Филиппа тем временем положила свой том на ладонь левой руки и пыталась прикинуть, сколько он весит. Читать она, в отличие от Джона, любила, но даже ее, имевшую за плечами опыт чтения такой книги, как «Оливер Твист» Чарльза Диккенса, дядюшкино задание привело в совершенное уныние.

— Весит не меньше пяти фунтов, — сказала она. — Если заснешь с такой книгой в руках и она придавит тебя сверху — мало не покажется.

— Тем не менее я уверен, что вы ее прочитаете, — не терпящим возражений тоном заявил Нимрод. — А теперь пойдемте, я покажу вам ваши комнаты.

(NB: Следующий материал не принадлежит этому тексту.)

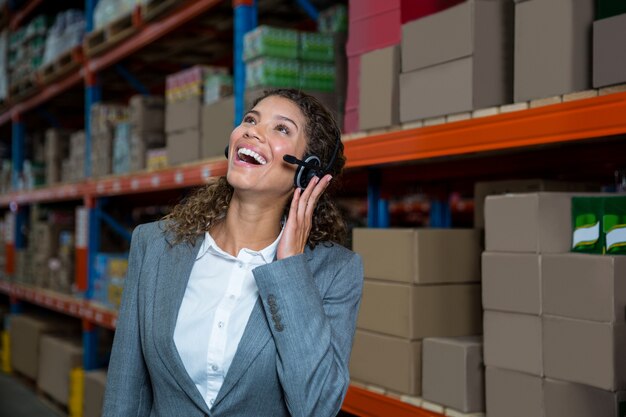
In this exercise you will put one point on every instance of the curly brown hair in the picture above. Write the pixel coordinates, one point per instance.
(208, 205)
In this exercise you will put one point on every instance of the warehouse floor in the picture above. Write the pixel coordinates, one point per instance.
(17, 400)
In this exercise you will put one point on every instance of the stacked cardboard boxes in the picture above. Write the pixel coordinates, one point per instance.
(471, 67)
(552, 47)
(411, 292)
(147, 130)
(552, 334)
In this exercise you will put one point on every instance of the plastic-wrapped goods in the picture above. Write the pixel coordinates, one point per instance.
(217, 86)
(268, 41)
(318, 47)
(273, 72)
(67, 31)
(317, 76)
(333, 19)
(189, 82)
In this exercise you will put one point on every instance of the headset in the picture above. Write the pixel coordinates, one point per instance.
(310, 167)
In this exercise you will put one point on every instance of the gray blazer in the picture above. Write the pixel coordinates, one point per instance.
(293, 356)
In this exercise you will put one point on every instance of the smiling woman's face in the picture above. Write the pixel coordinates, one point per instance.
(273, 128)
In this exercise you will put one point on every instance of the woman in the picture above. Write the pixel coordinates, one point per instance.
(241, 303)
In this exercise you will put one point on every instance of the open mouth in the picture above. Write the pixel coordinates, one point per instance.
(250, 157)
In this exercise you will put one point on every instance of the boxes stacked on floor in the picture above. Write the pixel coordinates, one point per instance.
(147, 131)
(375, 34)
(609, 58)
(553, 322)
(73, 168)
(552, 47)
(110, 271)
(184, 116)
(411, 292)
(470, 68)
(104, 119)
(57, 144)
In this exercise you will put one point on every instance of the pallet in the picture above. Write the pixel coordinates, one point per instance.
(103, 39)
(156, 8)
(65, 63)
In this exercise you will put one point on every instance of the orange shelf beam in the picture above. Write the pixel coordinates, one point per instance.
(560, 123)
(151, 32)
(364, 403)
(62, 303)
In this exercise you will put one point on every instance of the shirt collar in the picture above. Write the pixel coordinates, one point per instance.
(268, 253)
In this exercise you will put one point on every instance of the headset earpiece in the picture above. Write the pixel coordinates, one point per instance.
(304, 174)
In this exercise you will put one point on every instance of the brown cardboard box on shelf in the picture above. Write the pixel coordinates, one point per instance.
(566, 399)
(421, 256)
(453, 373)
(584, 286)
(418, 311)
(147, 113)
(587, 352)
(379, 96)
(25, 334)
(513, 341)
(532, 223)
(217, 125)
(388, 362)
(183, 146)
(94, 384)
(183, 115)
(486, 188)
(512, 282)
(552, 47)
(476, 27)
(57, 357)
(513, 394)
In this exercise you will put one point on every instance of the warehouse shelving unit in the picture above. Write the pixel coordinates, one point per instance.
(584, 121)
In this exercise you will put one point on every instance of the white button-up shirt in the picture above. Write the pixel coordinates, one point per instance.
(219, 298)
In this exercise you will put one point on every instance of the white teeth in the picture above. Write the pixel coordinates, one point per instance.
(249, 152)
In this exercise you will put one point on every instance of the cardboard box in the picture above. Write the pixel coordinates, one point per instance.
(416, 311)
(94, 384)
(552, 47)
(565, 399)
(217, 125)
(532, 223)
(379, 95)
(183, 146)
(147, 113)
(421, 256)
(389, 362)
(183, 115)
(512, 282)
(453, 373)
(57, 357)
(513, 394)
(587, 287)
(513, 342)
(587, 352)
(486, 188)
(474, 28)
(25, 334)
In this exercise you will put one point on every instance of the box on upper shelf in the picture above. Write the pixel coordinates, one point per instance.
(552, 47)
(415, 311)
(453, 373)
(419, 255)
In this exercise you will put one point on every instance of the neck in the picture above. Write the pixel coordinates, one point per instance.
(248, 224)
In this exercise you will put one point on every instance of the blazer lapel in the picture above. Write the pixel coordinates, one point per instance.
(172, 277)
(254, 338)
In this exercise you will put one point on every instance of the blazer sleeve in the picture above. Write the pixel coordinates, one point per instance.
(128, 390)
(313, 333)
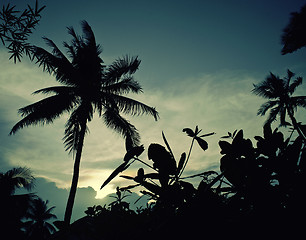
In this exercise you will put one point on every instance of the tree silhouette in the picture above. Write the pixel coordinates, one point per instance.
(294, 35)
(87, 86)
(279, 92)
(13, 206)
(39, 213)
(16, 27)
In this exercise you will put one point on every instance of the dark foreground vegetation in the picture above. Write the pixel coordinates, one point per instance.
(258, 190)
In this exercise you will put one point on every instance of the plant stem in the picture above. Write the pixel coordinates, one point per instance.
(144, 163)
(187, 157)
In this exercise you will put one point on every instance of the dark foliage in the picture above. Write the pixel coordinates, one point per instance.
(294, 35)
(258, 190)
(16, 27)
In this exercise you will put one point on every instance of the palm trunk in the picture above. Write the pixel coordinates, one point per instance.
(75, 178)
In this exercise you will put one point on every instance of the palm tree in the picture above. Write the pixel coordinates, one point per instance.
(294, 35)
(279, 92)
(13, 207)
(87, 86)
(39, 213)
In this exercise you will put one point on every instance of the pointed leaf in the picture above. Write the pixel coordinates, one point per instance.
(267, 131)
(189, 132)
(152, 175)
(127, 177)
(226, 147)
(118, 170)
(181, 162)
(202, 143)
(167, 144)
(208, 134)
(135, 151)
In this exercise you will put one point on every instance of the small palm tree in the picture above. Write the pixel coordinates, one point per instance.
(39, 214)
(16, 178)
(281, 102)
(13, 207)
(87, 86)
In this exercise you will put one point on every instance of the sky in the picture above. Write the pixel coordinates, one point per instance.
(200, 60)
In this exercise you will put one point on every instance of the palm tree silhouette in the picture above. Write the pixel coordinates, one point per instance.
(13, 207)
(87, 86)
(280, 92)
(39, 214)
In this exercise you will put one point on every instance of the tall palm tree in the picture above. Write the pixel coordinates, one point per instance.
(39, 214)
(87, 86)
(279, 92)
(13, 207)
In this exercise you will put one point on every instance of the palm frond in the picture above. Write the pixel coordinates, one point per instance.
(126, 85)
(44, 111)
(113, 120)
(89, 37)
(297, 82)
(73, 126)
(77, 40)
(57, 90)
(120, 67)
(266, 106)
(299, 101)
(273, 114)
(133, 107)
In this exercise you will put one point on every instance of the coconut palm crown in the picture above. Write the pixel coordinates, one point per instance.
(86, 86)
(281, 100)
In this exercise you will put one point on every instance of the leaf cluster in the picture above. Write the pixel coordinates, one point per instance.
(165, 184)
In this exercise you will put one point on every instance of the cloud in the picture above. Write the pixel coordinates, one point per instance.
(219, 103)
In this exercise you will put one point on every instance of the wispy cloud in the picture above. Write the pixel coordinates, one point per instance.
(216, 103)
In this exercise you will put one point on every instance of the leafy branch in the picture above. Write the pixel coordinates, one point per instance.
(16, 27)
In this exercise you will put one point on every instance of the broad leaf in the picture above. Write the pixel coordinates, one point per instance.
(202, 143)
(189, 132)
(118, 170)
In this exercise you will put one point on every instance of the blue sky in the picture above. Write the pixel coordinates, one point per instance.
(199, 61)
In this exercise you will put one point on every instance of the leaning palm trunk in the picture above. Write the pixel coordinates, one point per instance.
(75, 177)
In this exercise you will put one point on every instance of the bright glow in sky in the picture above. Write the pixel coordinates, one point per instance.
(199, 61)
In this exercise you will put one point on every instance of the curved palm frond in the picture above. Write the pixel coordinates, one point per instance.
(133, 107)
(113, 120)
(73, 126)
(272, 115)
(120, 67)
(44, 111)
(126, 85)
(89, 38)
(299, 101)
(297, 82)
(266, 106)
(57, 90)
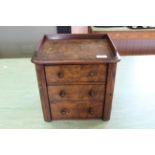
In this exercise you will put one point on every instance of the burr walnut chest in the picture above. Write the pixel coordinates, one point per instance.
(76, 75)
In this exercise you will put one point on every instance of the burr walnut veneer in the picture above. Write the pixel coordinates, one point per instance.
(76, 75)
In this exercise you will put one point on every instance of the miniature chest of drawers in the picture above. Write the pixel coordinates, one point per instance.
(76, 75)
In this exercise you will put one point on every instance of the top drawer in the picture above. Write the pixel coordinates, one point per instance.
(76, 73)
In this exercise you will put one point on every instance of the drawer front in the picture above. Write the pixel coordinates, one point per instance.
(76, 73)
(76, 110)
(76, 92)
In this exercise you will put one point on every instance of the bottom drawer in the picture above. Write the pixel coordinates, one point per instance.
(76, 110)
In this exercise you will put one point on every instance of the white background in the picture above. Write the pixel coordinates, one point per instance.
(77, 13)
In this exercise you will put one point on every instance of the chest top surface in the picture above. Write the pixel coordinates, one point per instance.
(69, 48)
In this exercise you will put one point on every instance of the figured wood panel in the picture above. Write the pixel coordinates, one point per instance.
(75, 49)
(76, 110)
(76, 92)
(109, 91)
(43, 92)
(80, 49)
(75, 73)
(133, 42)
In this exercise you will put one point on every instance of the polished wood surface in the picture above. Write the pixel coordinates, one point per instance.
(43, 92)
(76, 76)
(76, 92)
(76, 110)
(76, 73)
(132, 42)
(77, 48)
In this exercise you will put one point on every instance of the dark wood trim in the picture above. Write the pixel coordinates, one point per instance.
(132, 42)
(109, 91)
(114, 59)
(43, 92)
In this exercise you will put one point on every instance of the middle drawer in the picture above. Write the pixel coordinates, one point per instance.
(75, 73)
(76, 92)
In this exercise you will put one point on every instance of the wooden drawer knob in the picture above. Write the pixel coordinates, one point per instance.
(91, 111)
(62, 93)
(64, 111)
(92, 93)
(60, 74)
(91, 74)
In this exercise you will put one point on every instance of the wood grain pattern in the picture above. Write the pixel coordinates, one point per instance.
(132, 42)
(76, 92)
(109, 91)
(76, 73)
(73, 82)
(73, 49)
(76, 110)
(43, 92)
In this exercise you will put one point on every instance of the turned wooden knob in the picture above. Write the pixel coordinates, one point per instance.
(60, 74)
(92, 73)
(92, 93)
(62, 93)
(91, 111)
(64, 111)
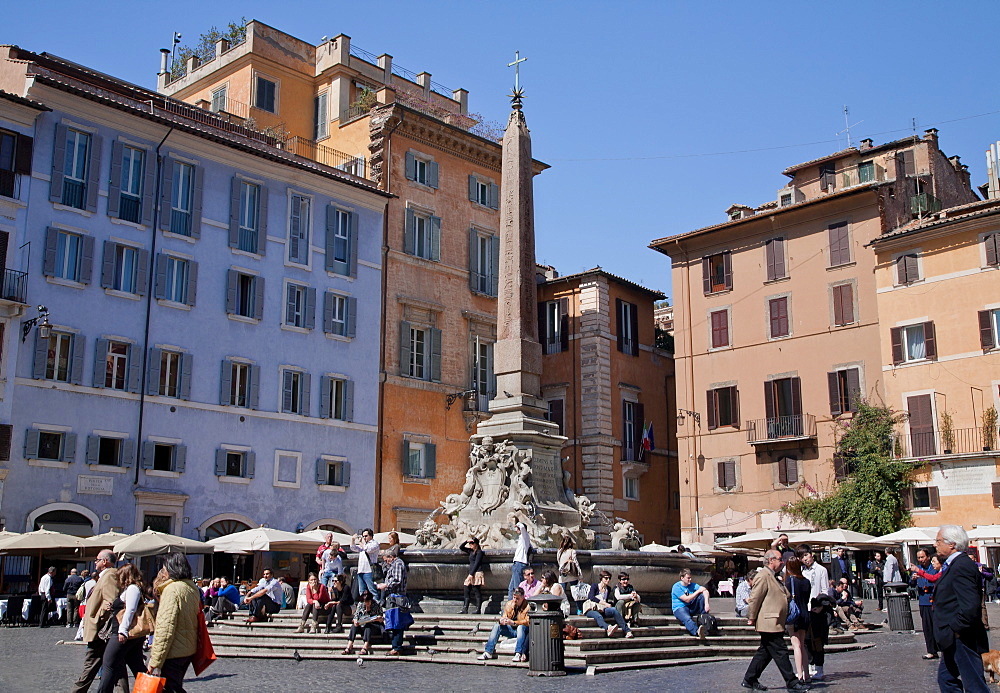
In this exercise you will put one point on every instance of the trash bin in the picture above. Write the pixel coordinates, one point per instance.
(545, 646)
(897, 601)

Как оказалось, их разместили в старой башне, в двух семиугольных спальнях, разделенных шикарной ванной комнатой в стиле «ар деко». Все поверхности в ней были сделаны из полированного оникса, а бронзовые ручки нестерпимо сияли.

— Вам здесь будет очень уютно, — заверил Нимрод — Отдыхайте. А вздумаете погулять по дому, помните об одном: он очень стар. Особенно эта часть здания. Мы, знаете ли, в старушке Англии живем, а не в вашей новомодной Америке. И у нас тут свои привычки, которые вас, возможно, удивят… — Он покачал головой. — Что бы ни случилось, постарайтесь не тревожиться. Этот дом, в сущности, безобидное создание.